When it comes to Forex trading, it is always about identifying the right pattern and opening the right position. Triangles can be considered as horizontal trading patterns. They are used to predict the sideways patterns of trades. Much like a triangle, they have a wide opening, two sides and continue to slope towards a single point.
The point where these two sides meet is what shows the trend of the market, and the shape of triangles also determines the future of the trade. You can get more info about forex trading in Nigeria via various online resources.
The analysis of the triangle shows the rate at which interest is being lost in a particular trade. There are three types of Triangles, and each bears its significance in forex trading:
The three types of triangle:
Ascending Triangle: In ascending triangle, the lines demand increased while the top line is a resistance line.

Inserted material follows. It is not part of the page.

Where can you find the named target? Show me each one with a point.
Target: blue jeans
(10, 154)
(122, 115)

It shows that the trade will show a growth of only up to this level and going out beyond the line has become difficult to predict.
Descending Triangle: In a descending triangle, the top side comprises low-top and the bottom is composed of rows. In most cases, the trade could fall further after breaking below the support line.
Symmetric Triangle: In a symmetrical triangle, the upper side consists of the highest low while the bottom side is composed of the high-low. the direction toward which points can also define the triangle accept trade support and its eventual price point. Using the triangle analysis to make entry and exit of the trade mark traders the ability to trade like a professional.